La fissione
controllata avviene in un'apparecchiatura, detta reattore, contenente delle "pasticche" di uranio, che
costituiscono il nocciolo del reattore. Tra le pasticche
di uranio vengono inserite delle barre di controllo,
costituite da materiali in grado di assorbire elettroni,
come per esempio, cadmio o grafite. Le barre di controllo
possono essere parzialmente o completamente inserite, a
seconda che si voglia rallentare o arrestare la reazione.
Il reattore viene schermato con piombo e uno strato di
cemento per evitare che fuoriesca all'esterno energia
sotto forma di radiazioni dannose agli organismi viventi.

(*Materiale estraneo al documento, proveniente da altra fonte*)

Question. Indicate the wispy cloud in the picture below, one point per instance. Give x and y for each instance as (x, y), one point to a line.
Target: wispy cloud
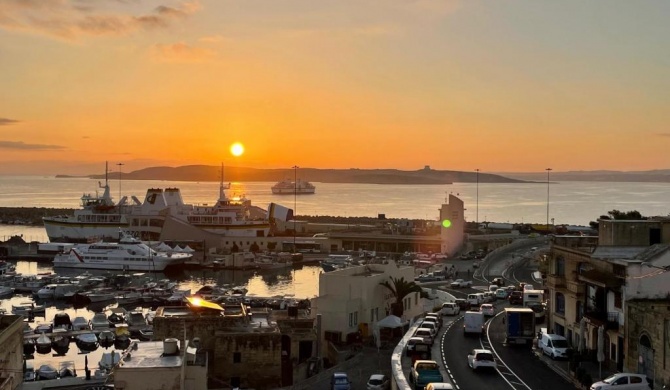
(18, 145)
(7, 121)
(71, 19)
(181, 52)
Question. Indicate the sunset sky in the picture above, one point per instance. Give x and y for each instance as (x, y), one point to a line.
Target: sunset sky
(503, 86)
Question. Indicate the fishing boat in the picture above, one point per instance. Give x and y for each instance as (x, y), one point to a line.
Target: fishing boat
(129, 254)
(106, 338)
(290, 187)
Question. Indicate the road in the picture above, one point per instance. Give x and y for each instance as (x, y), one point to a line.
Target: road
(517, 368)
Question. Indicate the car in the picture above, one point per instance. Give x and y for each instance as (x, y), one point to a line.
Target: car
(481, 358)
(460, 283)
(340, 381)
(624, 380)
(450, 309)
(378, 382)
(487, 309)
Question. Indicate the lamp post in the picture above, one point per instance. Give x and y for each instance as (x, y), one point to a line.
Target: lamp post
(120, 165)
(548, 170)
(295, 198)
(477, 170)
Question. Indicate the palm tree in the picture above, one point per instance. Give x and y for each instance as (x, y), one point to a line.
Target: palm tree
(400, 288)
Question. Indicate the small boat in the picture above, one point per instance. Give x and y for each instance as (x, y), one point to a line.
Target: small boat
(109, 360)
(28, 347)
(67, 370)
(106, 338)
(47, 371)
(80, 323)
(99, 321)
(6, 292)
(87, 342)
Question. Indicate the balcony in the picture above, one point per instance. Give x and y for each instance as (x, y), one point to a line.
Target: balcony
(575, 288)
(556, 281)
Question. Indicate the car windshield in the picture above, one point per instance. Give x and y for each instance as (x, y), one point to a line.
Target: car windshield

Attraverso un bocchettone entra nel reattore acqua
refrigerante, per evitare che la temperatura nel nocciolo
si alzi troppo e per rallentare i neutroni prodotti dalla
reazione. All'interno del reattore viene riscaldata
dell'acqua che esce sotto forma di vapore e viene
utilizzata per azionare una turbina, collegata con un
alternatore.
Le centrali nucleari,
quindi, non sono "sicure" come si credeva, in quanto non
è poi così facile "controllare" le reazioni
nucleari. Non sono pulite, anche se non emettono sostanze
inquinanti visibili, come i fumi prodotti dai
combustibili fossili, dato che durante l'attività
normale innalzano la temperatura delle grandi masse
d'acqua prelevate per il raffreddamento, provocando
quindi inquinamento termico. Da non sottovalutare,
inoltre, il fatto che tra gli scarti di lavorazione
dell'uranio per la fissione c'è il plutonio,
elemento radioattivo usato per la fabbricazione di bombe
nucleari. Pertanto, nonostante gli usi pacifici delle
centrali, esiste un legame tra queste e le fabbriche di
bombe atomiche.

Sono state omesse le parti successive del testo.